Additionally, as I looked upon these small villages on our way to the beach, I was filled with a need to provide help in some way. I have always been a compassionate person; I love to volunteer and I am an active participant in service clubs and projects. However, this realization of the poverty gap between the United States and the shanty towns in rural Honduras, made me feel exceedingly insignificant. This new understanding allowed me to become aware of my want to make a difference in the world in some way. I tried to enjoy the beach, but I was still nagged by the images of the worn and tired faces of the loving grandparents from the shanty towns. As a result, I decided that I was determined to use my skills and talents to better the world, whether directly or indirectly. I want to improve the availability of adequate and efficient technology; I want to assist in the development of new technology that can harness energy from unconventional sources; I want to utilize my strengths in math and science to study engineering and solve problems others find impossible. This may seem like a strange place to come to this conclusion, but there was no better experience that showed me how fortunate I have been and the importance of making a positive difference in the world.

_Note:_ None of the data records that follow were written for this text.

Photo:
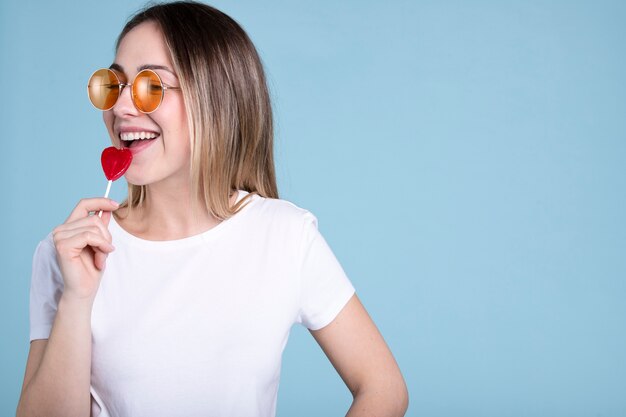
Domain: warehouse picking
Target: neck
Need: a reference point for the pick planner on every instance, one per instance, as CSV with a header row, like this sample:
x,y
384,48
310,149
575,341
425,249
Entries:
x,y
166,214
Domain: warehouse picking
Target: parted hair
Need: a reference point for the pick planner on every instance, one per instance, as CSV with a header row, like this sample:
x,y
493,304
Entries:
x,y
227,103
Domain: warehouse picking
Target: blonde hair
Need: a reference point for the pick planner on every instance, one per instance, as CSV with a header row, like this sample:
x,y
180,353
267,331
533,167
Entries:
x,y
227,102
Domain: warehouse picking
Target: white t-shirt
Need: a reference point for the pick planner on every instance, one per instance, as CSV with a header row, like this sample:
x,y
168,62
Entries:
x,y
197,326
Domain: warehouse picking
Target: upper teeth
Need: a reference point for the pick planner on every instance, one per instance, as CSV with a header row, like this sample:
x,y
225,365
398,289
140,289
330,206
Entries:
x,y
137,135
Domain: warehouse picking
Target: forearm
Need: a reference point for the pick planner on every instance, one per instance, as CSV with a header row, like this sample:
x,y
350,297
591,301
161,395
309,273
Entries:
x,y
379,403
60,386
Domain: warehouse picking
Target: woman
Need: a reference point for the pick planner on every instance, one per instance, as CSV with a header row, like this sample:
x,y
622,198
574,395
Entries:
x,y
189,313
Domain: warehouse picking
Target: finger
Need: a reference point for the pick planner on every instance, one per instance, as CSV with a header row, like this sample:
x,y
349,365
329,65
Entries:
x,y
63,234
87,205
74,244
86,222
106,219
100,259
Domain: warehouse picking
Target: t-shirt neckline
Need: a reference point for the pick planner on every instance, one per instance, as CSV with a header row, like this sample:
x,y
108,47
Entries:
x,y
201,237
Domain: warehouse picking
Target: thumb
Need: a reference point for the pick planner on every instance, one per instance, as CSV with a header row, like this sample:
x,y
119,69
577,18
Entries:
x,y
106,217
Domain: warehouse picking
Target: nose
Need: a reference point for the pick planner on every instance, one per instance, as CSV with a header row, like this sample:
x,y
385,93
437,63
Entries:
x,y
124,105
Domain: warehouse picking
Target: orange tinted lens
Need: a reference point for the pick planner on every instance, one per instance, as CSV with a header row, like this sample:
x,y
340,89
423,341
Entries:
x,y
147,91
103,89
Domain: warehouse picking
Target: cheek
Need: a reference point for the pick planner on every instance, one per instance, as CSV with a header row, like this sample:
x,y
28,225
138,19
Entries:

Having unexpectedly pondered my goals for the upcoming years, I was informed that it was soon time to return home. To my surprise, I was actually upset about leaving this hot, humid, and strange new place. Yet I had an unforgettable two weeks in which I developed a new and stronger bond to all of my relatives, especially to my grandparents whose love and care I could sense even through our short and basic Spanish conversations, and now we keep in touch through the use of technology such as Skype. Hondurans incorporate their families into all aspects of their lives, including proms, and I can not help but wish that I could participate in more of these events with them. Fortunately, the small and impoverished families in rural Honduras allowed me the opportunity to grasp my future aspirations. These humble people and others like them deserve more and I intend on utilizing my strengths and talents to improve their lives. Finally, the combination of my family and my travels throughout Honduras allowed me to experience new traditions and new ways of life that I hope to engrain in my heart, mind, values, and in my goals and aspirations of making a positive difference in the lives of others.